Entamoeba histolytica, Giardia lamblia, and Cryptosporidium parvum are the most frequently identified protozoan parasites causing waterborne disease outbreaks. The morbidity and mortality associated with these intestinal parasitic infections warrant the development of rapid and accurate detection and genotyping methods to aid public health efforts aimed at preventing and controlling outbreaks. In this study, we describe the development of an oligonucleotide microarray capable of detecting and discriminating between E. histolytica, Entamoeba dispar, G. lamblia assemblages A and B, and C. parvum types 1 and 2 in a single assay. Unique hybridization patterns for each selected protozoan were generated by amplifying six to eight diagnostic sequences/organism by multiplex PCR; fluorescent labeling of the amplicons via primer extension; and subsequent hybridization to a set of genus-, species-, and subtype-specific covalently immobilized oligonucleotide probes. The profile-based specificity of this methodology not only permitted for the unequivocal identification of the six targeted species and subtypes, but also demonstrated its potential in identifying related species such as Cryptosporidium meleagridis and Cryptosporidium muris. In addition, sensitivity assays demonstrated lower detection limits of five trophozoites of G. lamblia. Taken together, the specificity and sensitivity of the microarray-based approach suggest that this methodology may provide a promising tool to detect and genotype protozoa from clinical and environmental samples.     

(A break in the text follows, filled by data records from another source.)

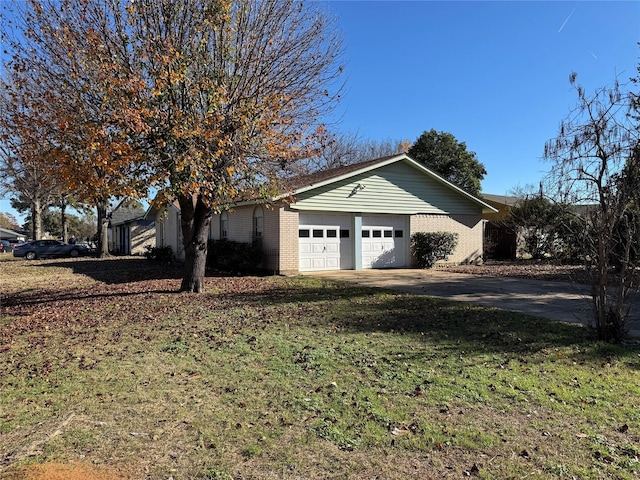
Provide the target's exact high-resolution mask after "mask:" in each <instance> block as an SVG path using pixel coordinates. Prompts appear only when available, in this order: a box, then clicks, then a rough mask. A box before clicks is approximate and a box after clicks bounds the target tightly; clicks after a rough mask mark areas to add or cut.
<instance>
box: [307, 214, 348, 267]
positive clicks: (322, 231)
mask: <svg viewBox="0 0 640 480" xmlns="http://www.w3.org/2000/svg"><path fill="white" fill-rule="evenodd" d="M351 237H352V232H351V216H350V215H331V214H324V215H323V214H300V226H299V227H298V244H299V250H298V251H299V255H300V265H299V269H300V271H304V272H310V271H320V270H343V269H350V268H353V255H352V251H353V249H352V248H351V242H352V238H351Z"/></svg>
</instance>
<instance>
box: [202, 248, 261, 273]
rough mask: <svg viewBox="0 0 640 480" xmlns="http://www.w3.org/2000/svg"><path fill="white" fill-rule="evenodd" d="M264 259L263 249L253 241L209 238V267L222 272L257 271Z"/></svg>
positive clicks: (207, 261) (208, 253) (208, 266)
mask: <svg viewBox="0 0 640 480" xmlns="http://www.w3.org/2000/svg"><path fill="white" fill-rule="evenodd" d="M261 261H262V250H261V249H260V247H259V246H258V245H255V244H251V243H242V242H234V241H232V240H209V243H208V245H207V267H209V268H212V269H214V270H220V271H222V272H255V271H256V270H258V266H259V264H260V262H261Z"/></svg>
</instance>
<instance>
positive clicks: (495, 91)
mask: <svg viewBox="0 0 640 480" xmlns="http://www.w3.org/2000/svg"><path fill="white" fill-rule="evenodd" d="M325 3H326V7H327V8H328V10H329V12H330V13H331V14H332V15H334V16H335V17H336V19H337V26H338V27H339V28H340V30H341V31H342V35H343V38H344V47H345V61H346V78H345V80H346V90H345V92H344V95H343V99H342V102H341V103H340V105H339V106H338V108H337V110H336V112H335V117H336V118H339V119H340V123H339V124H338V125H336V128H338V129H340V130H342V131H345V132H350V133H356V132H357V133H358V134H359V135H360V136H361V137H363V138H370V139H373V140H387V139H392V140H402V139H408V140H410V141H411V142H414V141H415V140H416V139H417V138H418V137H419V136H420V134H421V133H422V132H424V131H426V130H430V129H432V128H433V129H436V130H438V131H444V132H449V133H451V134H453V135H454V136H455V137H456V138H457V139H458V141H460V142H465V143H466V145H467V149H468V150H470V151H473V152H475V153H476V154H477V156H478V159H479V160H480V161H481V162H482V163H483V164H484V165H485V167H486V169H487V175H486V177H485V179H484V181H483V183H482V190H483V192H485V193H493V194H507V193H509V192H511V191H512V190H513V189H514V188H517V187H525V186H526V185H534V186H535V185H537V184H538V182H539V181H540V179H541V178H542V176H543V175H544V172H546V171H547V170H548V168H549V164H547V163H546V162H543V161H542V153H543V149H544V143H545V142H546V141H547V140H549V139H551V138H553V137H554V136H555V135H556V133H557V128H558V125H559V123H560V121H561V120H562V119H563V118H564V117H565V116H566V115H567V114H568V113H569V111H570V109H571V108H572V107H573V106H575V105H576V95H575V92H574V91H573V90H572V89H571V86H570V84H569V80H568V79H569V75H570V74H571V72H576V73H577V74H578V83H579V84H581V85H582V86H583V87H585V89H586V90H587V92H590V91H593V90H594V89H595V88H597V87H602V86H607V85H611V84H613V82H614V80H615V78H616V77H617V78H618V80H619V81H620V82H621V83H625V82H627V81H628V80H629V78H631V77H634V76H636V75H637V71H636V67H637V65H638V62H639V57H640V47H638V44H637V42H639V41H640V2H638V1H624V2H615V1H607V2H598V1H587V2H561V1H535V2H525V1H496V2H486V1H470V2H463V1H447V2H436V1H406V2H403V1H341V0H330V1H328V2H325ZM0 211H3V212H6V211H10V207H9V201H8V200H0ZM13 213H14V212H13Z"/></svg>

Entamoeba histolytica and Entamoeba dispar: differentiation methods and implications

Entamoeba histolytica and Entamoeba dispar are two species morphologically identical (except hematophagous trophozoites) but one of them is pathogenic. Sensitive and specific molecular techniques which are able to distinguish E. histolytica from E. dispar have been developed recently. Detection of antigen in stool using the ELISA method is the diagnostic test method of choice for clinical use in the developing world. It is rapid and simple. Cultures for zymodeme analysis and PCR detection of the parasite remain research tools. Species identification is imperative both for improved clinical diagnosis and treatment and for planning control strategies.